Muss man bei einer Freistellung durch den Arbeitgeber Ferien und Ueberstunden kompensieren

Publiziert am 10. Juli 2014 von RA Pedolin

Diese Frage wurde im Bundesgerichtsentscheid 123 III 84 entschieden.

Das Bundesgericht kommt zum Schluss, dass der "Ausgleich von Überstundenarbeit durch Freizeit auch nach Kündigung des Arbeitsverhältnisses durch den Arbeitgeber und gleichzeitiger Freistellung des Arbeitnehmers dessen Einverständnis" (dasjenige des Arbeitnehmers) voraussetzt.
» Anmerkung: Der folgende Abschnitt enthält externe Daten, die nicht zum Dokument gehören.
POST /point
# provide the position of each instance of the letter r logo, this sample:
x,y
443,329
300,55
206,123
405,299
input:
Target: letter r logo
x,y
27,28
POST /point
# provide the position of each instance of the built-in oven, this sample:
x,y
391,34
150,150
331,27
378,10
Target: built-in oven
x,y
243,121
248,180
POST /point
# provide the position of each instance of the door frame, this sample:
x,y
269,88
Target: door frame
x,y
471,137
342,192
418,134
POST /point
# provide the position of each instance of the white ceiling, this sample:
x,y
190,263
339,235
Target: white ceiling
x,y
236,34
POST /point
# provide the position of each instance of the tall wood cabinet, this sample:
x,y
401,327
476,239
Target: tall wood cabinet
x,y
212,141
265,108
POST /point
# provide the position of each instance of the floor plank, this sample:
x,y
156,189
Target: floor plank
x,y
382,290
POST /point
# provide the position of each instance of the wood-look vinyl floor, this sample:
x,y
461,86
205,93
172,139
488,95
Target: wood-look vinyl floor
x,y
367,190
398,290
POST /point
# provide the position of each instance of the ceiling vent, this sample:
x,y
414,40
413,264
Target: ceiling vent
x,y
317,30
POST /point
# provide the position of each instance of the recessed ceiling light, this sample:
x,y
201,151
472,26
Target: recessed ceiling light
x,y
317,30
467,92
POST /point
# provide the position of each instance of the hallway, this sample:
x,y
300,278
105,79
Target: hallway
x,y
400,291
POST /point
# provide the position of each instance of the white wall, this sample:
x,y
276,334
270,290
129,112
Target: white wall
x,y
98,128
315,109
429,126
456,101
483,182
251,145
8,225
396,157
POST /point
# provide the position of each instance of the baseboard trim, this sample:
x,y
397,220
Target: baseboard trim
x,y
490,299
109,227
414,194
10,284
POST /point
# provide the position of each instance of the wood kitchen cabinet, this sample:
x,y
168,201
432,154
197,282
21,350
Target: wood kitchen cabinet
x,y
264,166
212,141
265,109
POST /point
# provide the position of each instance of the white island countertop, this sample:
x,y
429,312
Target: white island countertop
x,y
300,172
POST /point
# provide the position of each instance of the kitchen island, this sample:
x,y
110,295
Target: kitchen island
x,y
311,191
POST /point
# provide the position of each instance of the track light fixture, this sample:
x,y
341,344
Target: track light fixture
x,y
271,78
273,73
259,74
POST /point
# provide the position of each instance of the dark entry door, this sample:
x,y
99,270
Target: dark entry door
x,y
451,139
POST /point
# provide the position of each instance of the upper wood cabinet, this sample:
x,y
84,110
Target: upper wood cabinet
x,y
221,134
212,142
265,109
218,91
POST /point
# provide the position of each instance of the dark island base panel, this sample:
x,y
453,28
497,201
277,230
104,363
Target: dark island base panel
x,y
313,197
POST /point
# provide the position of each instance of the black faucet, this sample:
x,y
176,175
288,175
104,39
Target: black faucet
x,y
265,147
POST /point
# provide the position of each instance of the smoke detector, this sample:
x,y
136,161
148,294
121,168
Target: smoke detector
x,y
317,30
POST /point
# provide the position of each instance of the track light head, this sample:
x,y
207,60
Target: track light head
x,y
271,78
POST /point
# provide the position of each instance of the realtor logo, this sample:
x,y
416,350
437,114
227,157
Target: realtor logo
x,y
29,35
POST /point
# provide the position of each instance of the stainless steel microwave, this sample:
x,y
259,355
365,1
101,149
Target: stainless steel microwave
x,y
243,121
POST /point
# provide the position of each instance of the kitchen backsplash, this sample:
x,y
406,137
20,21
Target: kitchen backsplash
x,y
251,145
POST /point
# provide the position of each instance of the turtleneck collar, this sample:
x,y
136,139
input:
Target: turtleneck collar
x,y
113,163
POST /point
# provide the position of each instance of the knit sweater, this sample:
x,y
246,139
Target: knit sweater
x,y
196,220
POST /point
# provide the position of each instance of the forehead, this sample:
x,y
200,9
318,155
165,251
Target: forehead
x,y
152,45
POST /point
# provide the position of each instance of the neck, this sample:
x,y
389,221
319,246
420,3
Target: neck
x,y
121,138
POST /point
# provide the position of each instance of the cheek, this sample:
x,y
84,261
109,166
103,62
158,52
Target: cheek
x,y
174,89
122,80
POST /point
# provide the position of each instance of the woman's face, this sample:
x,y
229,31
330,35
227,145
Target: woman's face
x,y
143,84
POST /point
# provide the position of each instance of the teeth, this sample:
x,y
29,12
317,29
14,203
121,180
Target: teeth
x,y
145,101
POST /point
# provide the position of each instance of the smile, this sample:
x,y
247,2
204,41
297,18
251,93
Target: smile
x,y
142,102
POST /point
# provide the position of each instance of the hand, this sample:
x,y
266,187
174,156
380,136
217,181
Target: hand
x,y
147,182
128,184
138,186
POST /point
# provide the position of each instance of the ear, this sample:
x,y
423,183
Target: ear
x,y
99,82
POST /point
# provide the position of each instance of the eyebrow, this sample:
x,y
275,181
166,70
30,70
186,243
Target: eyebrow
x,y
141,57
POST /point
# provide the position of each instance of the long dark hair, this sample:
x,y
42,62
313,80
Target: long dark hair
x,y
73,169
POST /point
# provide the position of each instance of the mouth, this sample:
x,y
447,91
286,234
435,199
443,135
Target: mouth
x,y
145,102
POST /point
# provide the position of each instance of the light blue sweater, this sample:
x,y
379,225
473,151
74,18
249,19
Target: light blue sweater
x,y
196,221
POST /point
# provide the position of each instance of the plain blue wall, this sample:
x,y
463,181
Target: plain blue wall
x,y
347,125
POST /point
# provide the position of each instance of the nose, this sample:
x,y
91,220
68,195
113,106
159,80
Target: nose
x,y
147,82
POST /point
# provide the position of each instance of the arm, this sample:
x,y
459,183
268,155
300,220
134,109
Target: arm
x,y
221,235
An anderer Stelle wird ausgeführt:

Freistellung druch den Arbeitgeber

"Bei der Annahme einer treuwidrigen Ablehnung eines Kompensationsangebotes ist Zurückhaltung zu üben. Wird das Arbeitsverhältnis durch den Arbeitgeber gekündigt, muss sich der Arbeitnehmer während der Freistellungszeit der Stellensuche widmen, so dass die Kompensation von Überstunden häufig als unzumutbar erscheint, zumal er während der Kündigungsfrist ohnehin Anspruch auf freie Zeit hat (Art. 329 Abs. 3 OR). Es kann von ihm nicht ohne weiteres verlangt werden, dass er dafür Überstunden einzieht. Eine solche Verpflichtung folgt auch nicht aus der Sorgfalts- und Treuepflicht (Art. 321a OR). Zudem ist zu beachten, dass der Arbeitgeber mit der Freistellung weitgehend auf sein Weisungsrecht verzichtet (STREIFF/VON KAENEL, a.a.O., N. 11 zu Art. 321c OR).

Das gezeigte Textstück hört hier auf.